After spotting conductor Joseph Mechavich walking down the aisle at the Civic Theater and hear music coming from the orchestra pit, a visitor might have a moment of panic, like when you see the pilot chatting with passengers while the plane is in flight. But Mechavich says it’s OK — the orchestra is warming up.
So, just what role does the opera conductor play?
"I’m there to assist my friends in the pit, in this case the wonderful San Diego symphony orchestra," Mechavich said.
As the orchestra warmed up for the dress rehearsal of "Florencia en el Amazonas," director Candace Evans points out that a conductor’s work really begins with the singers.
"He doesn’t even meet the orchestra till probably three-quarters of the way through the piece," Evans said. "So he has a very strong vision of what the singers can do, where they need to breath and the relationship between what he wants them to do. Then he links the orchestra in and I’ve always said the orchestra score is like the magic carpet, we put it together and then we take that ride."
The word magic is especially apt for this opera, which takes its cue from the magical realism of Gabriel Garcia Marquez.
"This idea of magical realism, that character, that idea, is in the orchestra," Mechavich stated. "The orchestra provides the sounds of the forest. You hear the birds, you hear the forest, you hear the movement of the Amazon itself. So all of that sonic world is needed to tell the story outside of the words and the singing comes from the orchestra."
It’s a complete soundscape that composer Daniel Catan creates.

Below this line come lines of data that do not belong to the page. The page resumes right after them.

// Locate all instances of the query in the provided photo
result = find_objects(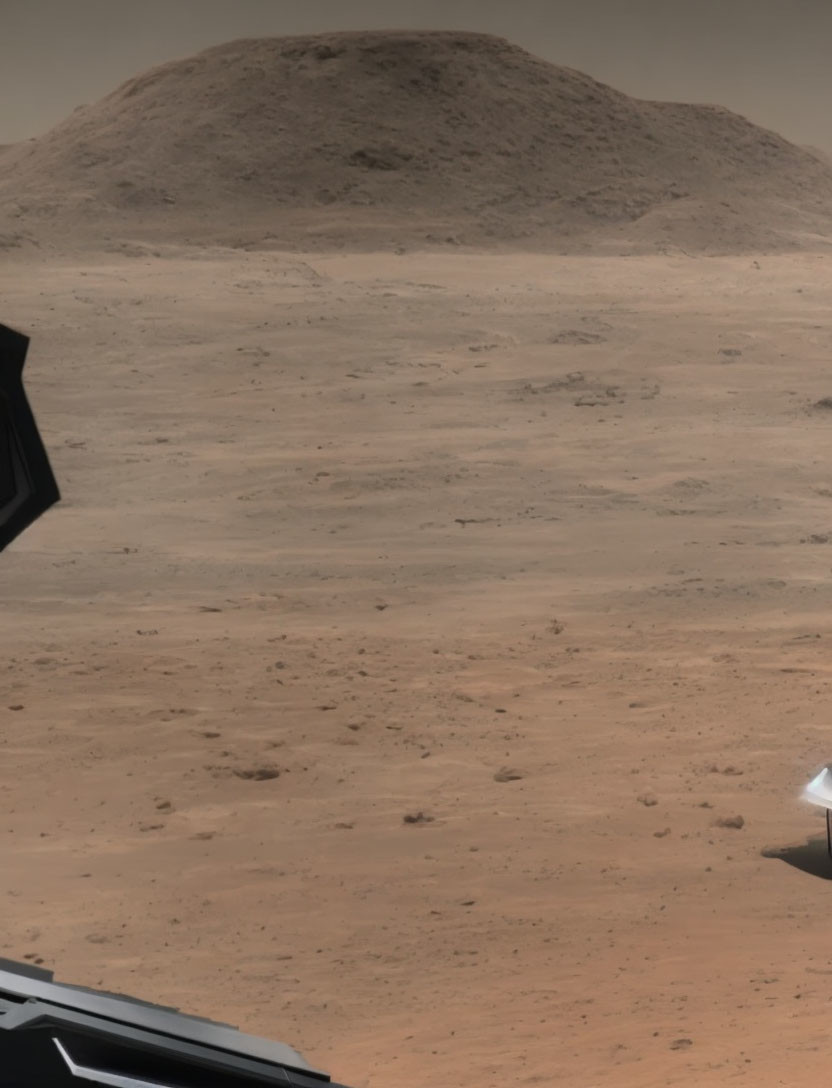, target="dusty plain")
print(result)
[0,246,832,1088]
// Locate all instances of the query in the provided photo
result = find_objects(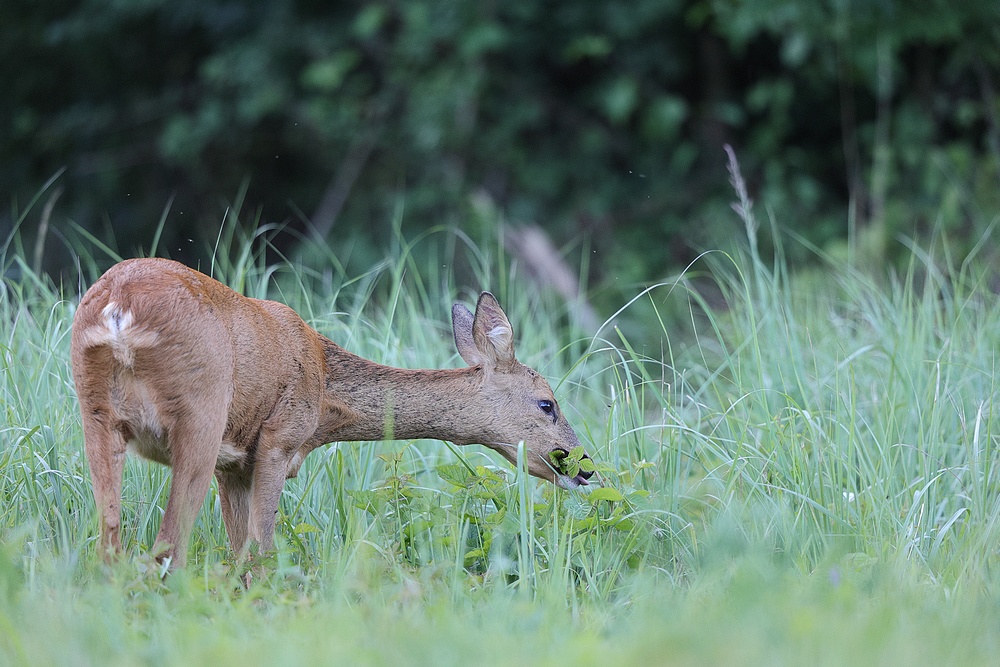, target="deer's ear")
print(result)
[463,292,516,371]
[451,303,485,366]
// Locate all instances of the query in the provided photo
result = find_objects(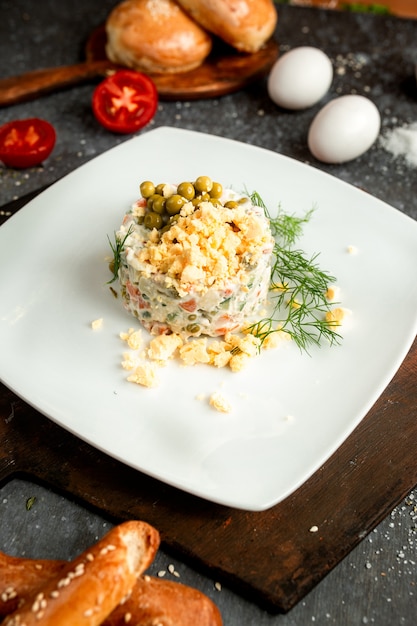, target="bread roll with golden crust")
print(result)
[2,521,159,626]
[0,552,222,626]
[177,0,278,52]
[106,0,212,74]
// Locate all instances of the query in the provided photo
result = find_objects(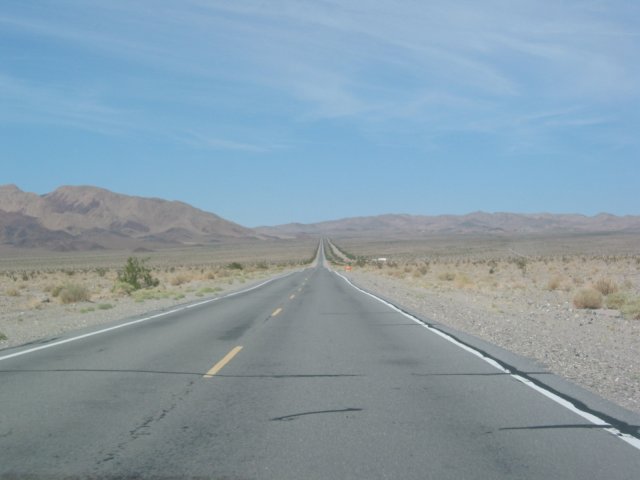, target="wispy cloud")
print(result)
[0,0,640,153]
[174,131,276,153]
[0,72,135,135]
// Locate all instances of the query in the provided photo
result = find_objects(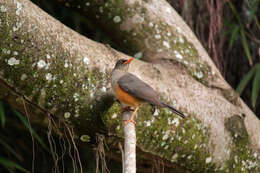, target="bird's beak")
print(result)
[124,58,134,64]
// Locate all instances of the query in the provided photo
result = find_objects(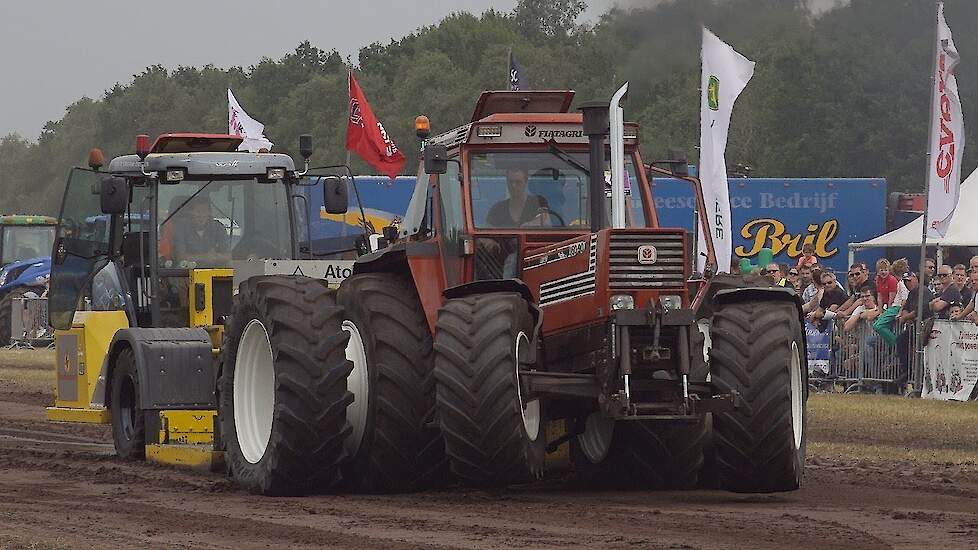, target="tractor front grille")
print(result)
[608,233,688,289]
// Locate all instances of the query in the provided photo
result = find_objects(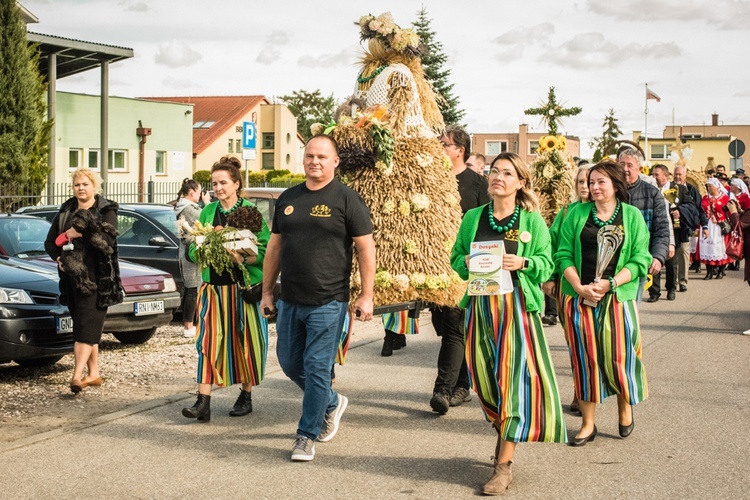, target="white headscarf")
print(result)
[729,177,750,194]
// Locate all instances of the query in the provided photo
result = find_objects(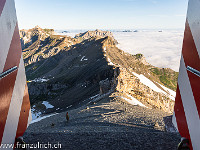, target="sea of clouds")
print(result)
[60,30,184,72]
[113,30,184,71]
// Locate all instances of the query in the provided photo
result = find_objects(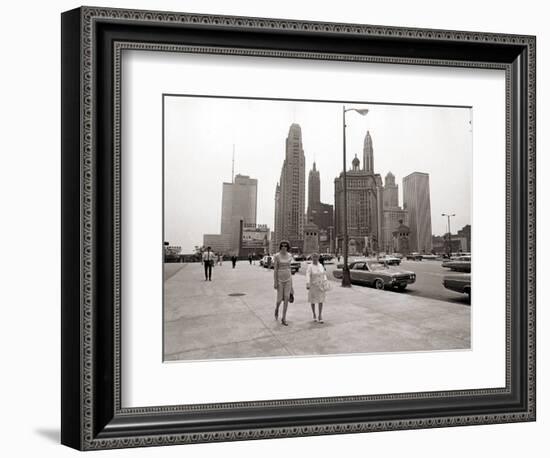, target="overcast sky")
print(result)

"Daniel Catan was a man of genius and he captured the emotional world and the jungle world and he writes exquisitely for the human voice," Evans said. "The way the arc of an emotion enters your body he’s just brilliant … it echoes Puccini in the lushness, it has some Straussian kind of power but it’s also an original voice, if you can hear behind me there’s the sound of steel drums not a lot of operas with steel drums so it is evocative of the world he is trying to create."
"You hear the Amazon come to life," said Elaine Alvarez, the soprano who sings the title role of Florencia. "You hear the thunderstorm. The ship sort of gets shipwrecked for a little while and it’s a very dramatic scene and it’s all in the orchestra."
Florencia is a successful opera singer who decides to travel down the Amazon to reconnect to her roots and to hopefully find a lost love.
"It’s a really romantic story, a mystical story, there’s magical realism, there’s creatures from the Amazon that are the wonderful chorus that we have here, they are dressed up as monkeys," Alvarez said.
Opera proves well-suited to conveying magical realism.
"Opera exists in this world where it can be very realistic," Alvarez explained. "But it can also use fantasy to amplify ideas, amplify the human experience in a way that we sort of dream about."
Evan agreed and added that magic and illusion always play better in a live venue.
"I think the live factor is particularly potent," Evans said. "Opera is an increasing step toward your emotional center. When you add the musical component, it touches us in a way that I think is inexplicable it hits your emotion centers. It hits the core of the magic childhood part of us."
Journey and transformation are at the heart of "Florencia en el Amazonas," and it’s Mechavich’s job to make sure those ideas come through.
"Whenever anybody comes to the theater whether it is a movie theater or live theater like this you are looking to be transformed," Mechavich said. "So what you want to do is to be sucked into the energy of this incredible room here, the kinetic energy you get from all the singer-actors onstage and the scenic elements and the energy from the pit."
And from someone like Mechavich who adds what he calls his own spice into the mix, a little bit of cayenne pepper to turn up the heat on this trip down the Amazon.
San Diego Opera's "Florencia en el Amazonas" opens Saturday and has three more performances through March 25.